Le médecin souligne ainsi que le risque d’une propagation massive est extrêmement faible et complexe à réunir.
Un emballement médiatique et des mesures incohérentes
L’incident récent survenu sur un bateau, ayant entraîné quelques dizaines de cas et trois décès tragiques, a suffi à déclencher une couverture médiatique alarmiste, traitant l’hantavirus comme la nouvelle maladie du siècle. L’arrivée du directeur de l’Organisation Mondiale de la Santé (OMS), Tedros Adhanom Ghebreyesus, à Ténérife a d’ailleurs renforcé cette dramatisation.

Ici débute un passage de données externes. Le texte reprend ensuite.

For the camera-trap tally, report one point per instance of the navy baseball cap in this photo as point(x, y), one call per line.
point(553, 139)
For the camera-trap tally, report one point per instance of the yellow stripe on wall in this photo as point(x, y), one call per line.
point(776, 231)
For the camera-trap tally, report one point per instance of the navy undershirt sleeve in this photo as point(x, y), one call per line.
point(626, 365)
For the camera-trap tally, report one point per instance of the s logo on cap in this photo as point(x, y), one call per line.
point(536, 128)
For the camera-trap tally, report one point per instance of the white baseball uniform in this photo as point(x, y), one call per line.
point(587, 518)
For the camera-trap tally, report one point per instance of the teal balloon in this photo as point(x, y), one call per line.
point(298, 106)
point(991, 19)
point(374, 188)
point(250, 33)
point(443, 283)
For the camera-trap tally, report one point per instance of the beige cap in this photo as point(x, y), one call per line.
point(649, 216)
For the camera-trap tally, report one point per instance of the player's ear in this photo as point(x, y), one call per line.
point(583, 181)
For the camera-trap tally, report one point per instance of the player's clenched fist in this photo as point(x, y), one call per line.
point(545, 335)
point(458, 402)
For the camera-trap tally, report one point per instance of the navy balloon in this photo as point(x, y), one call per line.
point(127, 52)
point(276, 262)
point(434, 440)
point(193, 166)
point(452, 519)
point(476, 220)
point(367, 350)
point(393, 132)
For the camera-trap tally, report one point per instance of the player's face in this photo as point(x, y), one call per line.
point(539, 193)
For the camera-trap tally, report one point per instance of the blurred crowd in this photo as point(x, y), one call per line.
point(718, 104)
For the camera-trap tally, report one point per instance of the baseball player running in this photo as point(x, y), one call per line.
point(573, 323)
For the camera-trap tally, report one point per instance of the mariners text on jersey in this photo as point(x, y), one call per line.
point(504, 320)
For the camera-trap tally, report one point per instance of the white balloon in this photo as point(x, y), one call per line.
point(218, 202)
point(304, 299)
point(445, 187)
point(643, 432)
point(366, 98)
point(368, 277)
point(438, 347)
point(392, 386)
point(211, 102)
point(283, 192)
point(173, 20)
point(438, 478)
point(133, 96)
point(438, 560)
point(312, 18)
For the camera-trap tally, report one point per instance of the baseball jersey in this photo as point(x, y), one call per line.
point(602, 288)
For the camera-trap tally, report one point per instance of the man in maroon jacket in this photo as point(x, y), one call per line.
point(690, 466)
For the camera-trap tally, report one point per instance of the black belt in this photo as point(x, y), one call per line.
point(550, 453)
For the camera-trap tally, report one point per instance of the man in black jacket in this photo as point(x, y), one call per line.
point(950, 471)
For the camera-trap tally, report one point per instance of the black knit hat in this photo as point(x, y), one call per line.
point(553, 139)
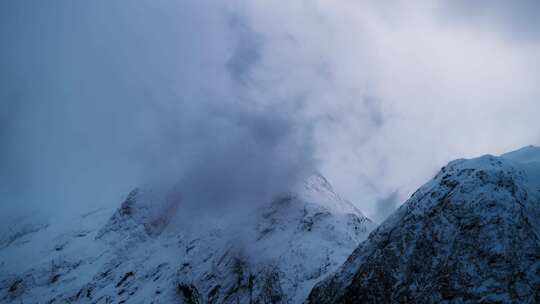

Le traitement des patients illustre, selon l’infectiologue, une gestion théâtrale et profondément incohérente. D’un côté, des individus équipés de scaphandres évacuent les malades traités comme des pestiférés. De l’autre, des policiers et des membres d’équipage se tiennent à proximité sans la moindre tenue de protection. L’absurdité culmine avec le rapatriement des passagers français : placés dans un avion de ligne classique sans mesure d’isolement, ils ont été strictement confinés dès leur atterrissage à Paris.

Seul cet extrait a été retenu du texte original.